1) Use the fact that the form factor, F(q), is the Fourier transform of the normalised charge distribution p(r), which in the spherically symmetric case gives
,

$$F(q) = \int \frac{4\pi\hbar r}{q}p(r)sin(\frac{qr}{\hbar}) dr$$

to find an expression for F(q) for a simple model of the proton considered as a uniform spherical charge distribution of radius R.

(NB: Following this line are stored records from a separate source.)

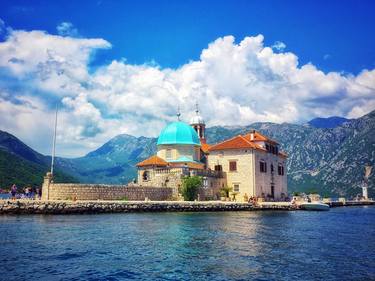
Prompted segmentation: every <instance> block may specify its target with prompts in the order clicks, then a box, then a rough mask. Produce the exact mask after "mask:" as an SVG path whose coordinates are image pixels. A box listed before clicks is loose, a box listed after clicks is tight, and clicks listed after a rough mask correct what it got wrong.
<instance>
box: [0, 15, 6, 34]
mask: <svg viewBox="0 0 375 281" xmlns="http://www.w3.org/2000/svg"><path fill="white" fill-rule="evenodd" d="M4 32H5V22H4V21H3V20H2V19H1V18H0V35H2V34H3V33H4Z"/></svg>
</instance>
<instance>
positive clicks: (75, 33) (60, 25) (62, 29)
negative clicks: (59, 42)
mask: <svg viewBox="0 0 375 281" xmlns="http://www.w3.org/2000/svg"><path fill="white" fill-rule="evenodd" d="M56 30H57V33H58V34H59V35H61V36H70V37H77V36H78V35H79V34H78V29H77V28H75V27H74V25H73V24H72V23H71V22H67V21H64V22H61V23H59V24H58V25H57V26H56Z"/></svg>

This just means I can use coulomb's law as an expression for p(r). $$p(r) = \frac{q}{4\pi\epsilon_0R}$$ ?

Last edited: Nov 26, 2006
2. Nov 27, 2006

### OlderDan

I take this to mean

$$\rho(r) = \frac{q}{V} = \frac{3q}{4 \pi R^3}$$ for r < R and zero elsewhere.

3. Nov 27, 2006

### Max Eilerson

Thanks :). That's is what I was thinking after I posted. Don't see many $$\epsilon_0$$ floating around in these things.

Last edited: Nov 27, 2006
4. Nov 27, 2006

### Meir Achuz

You know it has nothing to do with Coulomb's law.

5. Dec 5, 2006

### Max Eilerson

So I evaulated the integral with $$\rho(r) = \frac{3e}{4 \pi R^3}$$
q = momentum transfer, e = proton charge.

$$\frac{3e\hbar^2(\hbar\sin[\frac{qr}{\hbar}] - qr\cos[\frac{qr}{\hbar}])}{q^3 R^3} + C$$
Evaluated between R and 0, (F(q) = 0 between R and infinity since p(r) = 0.)

$$F(q) = \frac{3e\hbar^2(\hbar\sin[\frac{qR}{\hbar}] - qR\cos[\frac{qR}{\hbar}])}{q^3 R^3}$$

It asks me to show that for $$\fracq{qR}{\hbar} << 1$$ the form factor reduces to 1, i'm not seeing how the charge e can disappear here

Last edited: Dec 5, 2006
6. Dec 5, 2006

### OlderDan

What does normalised charge distribution mean?

I wonder if that means you should be dividing by a factor something like

$$\int \rho(r) dr$$

which would remove the quantity of charge from the calculation

7. Dec 5, 2006

8. Dec 5, 2006

### Max Eilerson

$$1 = \int \rho(r) d^3r$$

9. Dec 5, 2006

### OlderDan

I like that even better. I even wrote my integral that way at first and changed it because yours just had the r integral.